A report by local publication ZDNet Korea earlier this week, which ICON founder Min Ho Kim refers to, revealed the South Korean government is set to decide on a 480 billion won ($400 million) fund dedicated entirely to blockchain research and development.
The committee has until the end of May 2020 to confirm the massive budget, while deciding on a framework that dictates how funds will be used in the next five years until 2025.
Paper explores blockchain in depth
A research paper called the “’Development of Blockchain Technology for the Data Economy” examined the economic and financial feasibilities of devoting state funds towards a blockchain-based solution, which to date remains somewhat unproven in terms of scaling and data processing.
Two Korean bodies, the ministry of science and ministry of ICT, jointly proposed the paper in November 2019, aiming to secure a transition to the “data economy.” They further cite Korea’s ongoing “data revitalization” plan as a stimulus for allowing blockchain R&D.
The paper notes blockchain platforms, while expensive to build, help bring reliability and transparency to large data sets, which give its standing as an “essential” technology.
In addition, the project expects government backing would increase collaboration between private corporations, startups, and government bodies leading to a strengthening of the local blockchain industry.
The paper states “clear limitations” exist in currently available open-source blockchain platforms, adding:
“If this is improved, Korea can lead the next-generation blockchain technology.”
China’s quiet rise
Interestingly, the report states “concerns of China moving ahead” in the blockchain industry as one of the major catalysts for blockchain adoption.

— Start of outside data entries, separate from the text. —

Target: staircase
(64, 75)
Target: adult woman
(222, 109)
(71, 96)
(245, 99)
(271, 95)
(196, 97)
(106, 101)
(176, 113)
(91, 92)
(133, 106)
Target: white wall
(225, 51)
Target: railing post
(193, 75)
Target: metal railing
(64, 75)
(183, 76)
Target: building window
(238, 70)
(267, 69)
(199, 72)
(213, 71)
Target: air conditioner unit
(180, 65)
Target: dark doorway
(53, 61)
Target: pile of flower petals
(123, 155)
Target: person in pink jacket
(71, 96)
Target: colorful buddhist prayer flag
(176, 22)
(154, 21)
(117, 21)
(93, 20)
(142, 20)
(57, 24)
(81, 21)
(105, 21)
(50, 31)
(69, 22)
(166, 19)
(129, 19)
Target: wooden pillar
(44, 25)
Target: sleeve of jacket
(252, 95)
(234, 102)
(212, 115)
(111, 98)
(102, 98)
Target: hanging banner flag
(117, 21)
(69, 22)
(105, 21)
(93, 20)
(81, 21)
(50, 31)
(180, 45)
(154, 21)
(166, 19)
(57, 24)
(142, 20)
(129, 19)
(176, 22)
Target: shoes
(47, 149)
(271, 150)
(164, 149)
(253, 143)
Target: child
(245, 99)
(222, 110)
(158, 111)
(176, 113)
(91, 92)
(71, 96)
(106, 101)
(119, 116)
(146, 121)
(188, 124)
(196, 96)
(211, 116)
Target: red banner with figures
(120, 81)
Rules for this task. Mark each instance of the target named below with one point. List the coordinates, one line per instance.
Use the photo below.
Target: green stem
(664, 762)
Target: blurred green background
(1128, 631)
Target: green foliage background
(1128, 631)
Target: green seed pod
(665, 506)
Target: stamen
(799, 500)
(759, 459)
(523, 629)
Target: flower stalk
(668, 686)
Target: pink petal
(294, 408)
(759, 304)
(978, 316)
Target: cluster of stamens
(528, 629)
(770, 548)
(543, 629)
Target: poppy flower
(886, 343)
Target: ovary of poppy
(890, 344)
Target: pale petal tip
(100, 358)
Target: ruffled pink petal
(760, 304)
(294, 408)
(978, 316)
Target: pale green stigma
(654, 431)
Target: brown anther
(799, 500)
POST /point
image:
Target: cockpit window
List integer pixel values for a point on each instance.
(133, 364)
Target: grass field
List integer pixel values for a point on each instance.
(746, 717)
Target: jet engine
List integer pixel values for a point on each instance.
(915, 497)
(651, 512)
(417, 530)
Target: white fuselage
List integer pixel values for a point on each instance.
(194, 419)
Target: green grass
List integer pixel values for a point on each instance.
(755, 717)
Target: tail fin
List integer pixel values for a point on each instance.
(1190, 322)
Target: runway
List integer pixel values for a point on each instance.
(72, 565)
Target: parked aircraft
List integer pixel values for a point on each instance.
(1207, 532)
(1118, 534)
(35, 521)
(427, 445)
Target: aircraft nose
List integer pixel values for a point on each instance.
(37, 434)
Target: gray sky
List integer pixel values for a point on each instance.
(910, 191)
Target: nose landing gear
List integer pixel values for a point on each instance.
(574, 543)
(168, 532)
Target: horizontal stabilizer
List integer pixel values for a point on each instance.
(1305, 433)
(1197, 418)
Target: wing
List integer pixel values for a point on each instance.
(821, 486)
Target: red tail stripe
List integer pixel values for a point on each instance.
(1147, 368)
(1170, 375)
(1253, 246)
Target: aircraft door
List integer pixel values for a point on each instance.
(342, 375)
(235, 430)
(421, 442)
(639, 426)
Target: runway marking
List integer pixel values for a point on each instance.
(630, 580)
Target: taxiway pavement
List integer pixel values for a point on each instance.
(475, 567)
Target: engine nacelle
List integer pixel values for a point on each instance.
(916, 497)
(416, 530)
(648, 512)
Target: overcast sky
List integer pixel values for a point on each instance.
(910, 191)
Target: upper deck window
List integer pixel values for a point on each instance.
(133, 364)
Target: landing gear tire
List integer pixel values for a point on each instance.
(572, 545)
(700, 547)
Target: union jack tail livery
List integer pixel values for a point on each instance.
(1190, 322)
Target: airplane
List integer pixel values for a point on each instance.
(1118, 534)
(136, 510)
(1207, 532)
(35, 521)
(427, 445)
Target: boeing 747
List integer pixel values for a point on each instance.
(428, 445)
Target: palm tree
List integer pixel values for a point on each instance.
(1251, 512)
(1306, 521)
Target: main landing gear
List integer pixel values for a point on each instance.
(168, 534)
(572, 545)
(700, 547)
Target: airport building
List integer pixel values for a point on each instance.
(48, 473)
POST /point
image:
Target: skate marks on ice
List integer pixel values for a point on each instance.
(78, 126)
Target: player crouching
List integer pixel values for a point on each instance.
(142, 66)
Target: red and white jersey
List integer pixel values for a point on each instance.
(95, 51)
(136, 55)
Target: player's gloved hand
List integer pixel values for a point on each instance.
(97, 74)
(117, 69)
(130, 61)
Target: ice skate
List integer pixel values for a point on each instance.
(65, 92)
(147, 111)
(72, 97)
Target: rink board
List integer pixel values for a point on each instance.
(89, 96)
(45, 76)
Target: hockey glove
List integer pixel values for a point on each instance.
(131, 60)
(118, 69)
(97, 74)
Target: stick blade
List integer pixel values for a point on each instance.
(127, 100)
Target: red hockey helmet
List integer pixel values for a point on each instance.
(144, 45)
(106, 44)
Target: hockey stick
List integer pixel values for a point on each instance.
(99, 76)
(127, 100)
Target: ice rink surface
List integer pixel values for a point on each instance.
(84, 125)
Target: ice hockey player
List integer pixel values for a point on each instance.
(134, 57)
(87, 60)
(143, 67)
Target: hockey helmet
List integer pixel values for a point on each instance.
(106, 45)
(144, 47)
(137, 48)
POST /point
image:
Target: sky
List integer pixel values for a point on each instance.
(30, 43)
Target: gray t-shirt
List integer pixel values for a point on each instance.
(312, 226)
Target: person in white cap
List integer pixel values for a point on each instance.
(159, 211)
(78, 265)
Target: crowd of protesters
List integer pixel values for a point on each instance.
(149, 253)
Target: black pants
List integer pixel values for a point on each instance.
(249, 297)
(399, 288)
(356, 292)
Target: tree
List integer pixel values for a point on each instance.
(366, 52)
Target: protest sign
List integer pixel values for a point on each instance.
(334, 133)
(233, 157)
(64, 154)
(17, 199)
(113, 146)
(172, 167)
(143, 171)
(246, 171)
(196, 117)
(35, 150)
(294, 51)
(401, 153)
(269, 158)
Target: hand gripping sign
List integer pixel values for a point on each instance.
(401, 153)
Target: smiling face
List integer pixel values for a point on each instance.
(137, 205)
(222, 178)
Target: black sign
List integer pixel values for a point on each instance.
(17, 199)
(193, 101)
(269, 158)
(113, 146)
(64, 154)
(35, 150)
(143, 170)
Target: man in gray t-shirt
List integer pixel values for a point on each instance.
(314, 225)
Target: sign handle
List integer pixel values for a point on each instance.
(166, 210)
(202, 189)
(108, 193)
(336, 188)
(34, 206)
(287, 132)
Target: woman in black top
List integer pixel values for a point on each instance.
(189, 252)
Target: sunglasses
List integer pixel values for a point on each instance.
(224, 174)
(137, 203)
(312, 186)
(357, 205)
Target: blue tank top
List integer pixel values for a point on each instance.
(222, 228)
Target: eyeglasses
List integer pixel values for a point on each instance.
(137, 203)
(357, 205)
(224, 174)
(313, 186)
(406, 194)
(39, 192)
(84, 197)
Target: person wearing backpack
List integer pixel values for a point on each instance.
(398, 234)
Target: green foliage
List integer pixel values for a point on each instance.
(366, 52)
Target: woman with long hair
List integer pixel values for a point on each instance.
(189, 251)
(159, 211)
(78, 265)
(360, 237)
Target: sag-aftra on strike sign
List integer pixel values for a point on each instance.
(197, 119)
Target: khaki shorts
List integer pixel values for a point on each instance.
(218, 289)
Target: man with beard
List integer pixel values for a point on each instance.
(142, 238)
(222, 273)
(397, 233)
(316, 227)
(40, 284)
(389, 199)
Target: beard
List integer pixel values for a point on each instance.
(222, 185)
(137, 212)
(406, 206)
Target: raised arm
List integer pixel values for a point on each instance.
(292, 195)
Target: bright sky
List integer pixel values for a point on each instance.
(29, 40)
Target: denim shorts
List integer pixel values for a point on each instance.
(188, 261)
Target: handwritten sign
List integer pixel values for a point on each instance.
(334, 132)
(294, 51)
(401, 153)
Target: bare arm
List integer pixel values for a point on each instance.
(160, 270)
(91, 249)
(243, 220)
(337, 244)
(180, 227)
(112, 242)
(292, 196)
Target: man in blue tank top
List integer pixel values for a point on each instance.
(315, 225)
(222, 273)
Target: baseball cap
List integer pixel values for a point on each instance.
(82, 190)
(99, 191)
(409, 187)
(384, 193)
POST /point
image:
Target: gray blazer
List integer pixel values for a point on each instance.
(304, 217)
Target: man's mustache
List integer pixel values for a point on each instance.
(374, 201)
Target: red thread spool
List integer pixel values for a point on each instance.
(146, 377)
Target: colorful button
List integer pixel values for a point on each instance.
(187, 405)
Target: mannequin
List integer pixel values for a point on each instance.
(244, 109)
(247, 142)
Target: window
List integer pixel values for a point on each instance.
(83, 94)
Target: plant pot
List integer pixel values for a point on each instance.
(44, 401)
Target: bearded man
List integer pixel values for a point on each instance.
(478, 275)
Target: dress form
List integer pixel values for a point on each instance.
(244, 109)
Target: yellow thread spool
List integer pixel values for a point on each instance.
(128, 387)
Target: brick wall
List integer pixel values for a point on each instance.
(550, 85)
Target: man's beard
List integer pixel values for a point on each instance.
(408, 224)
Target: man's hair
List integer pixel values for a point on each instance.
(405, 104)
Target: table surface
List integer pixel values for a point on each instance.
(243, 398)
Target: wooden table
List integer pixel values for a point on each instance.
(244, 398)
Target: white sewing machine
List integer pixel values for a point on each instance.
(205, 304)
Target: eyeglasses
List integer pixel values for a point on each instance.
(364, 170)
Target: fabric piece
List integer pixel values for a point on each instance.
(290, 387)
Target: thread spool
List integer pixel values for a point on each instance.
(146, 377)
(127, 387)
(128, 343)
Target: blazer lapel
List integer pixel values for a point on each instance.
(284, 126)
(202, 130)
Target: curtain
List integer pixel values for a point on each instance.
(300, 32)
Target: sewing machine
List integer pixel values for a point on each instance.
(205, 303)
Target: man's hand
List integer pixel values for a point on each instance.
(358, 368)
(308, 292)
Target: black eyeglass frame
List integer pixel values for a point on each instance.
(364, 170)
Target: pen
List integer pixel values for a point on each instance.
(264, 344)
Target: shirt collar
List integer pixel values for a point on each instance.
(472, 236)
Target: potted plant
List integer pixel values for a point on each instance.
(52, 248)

Local experts believe “now is a golden time” for investment and “intensive” research.
ZDNet Korea notes Professor Park Yong-beom of Dankook University believes the country is finding it “difficult to catch up” in fields like artificial intelligence and machine learning, which were adopted early on by countries and private entities.
But blockchain remains an “early technology,” which represents an area that South Korea can “take the lead” in.
China has its hands in several blockchain projects. The country is marking whole districts as blockchain “incubation zones,” providing cheap electricity, and even testing its digital currency.
Park states China is already commercializing blockchain, while the world grapples with regulatory back-and-forth and delayed lawmaking. He adds:
“China is trying to gain the starting advantage by providing the basic infrastructure to other countries.”
Park presumably refers to China’s Blockchain Service Network (BSN), a unified framework that includes collaborative tools for developers to build blockchain solutions and export solutions to other countries.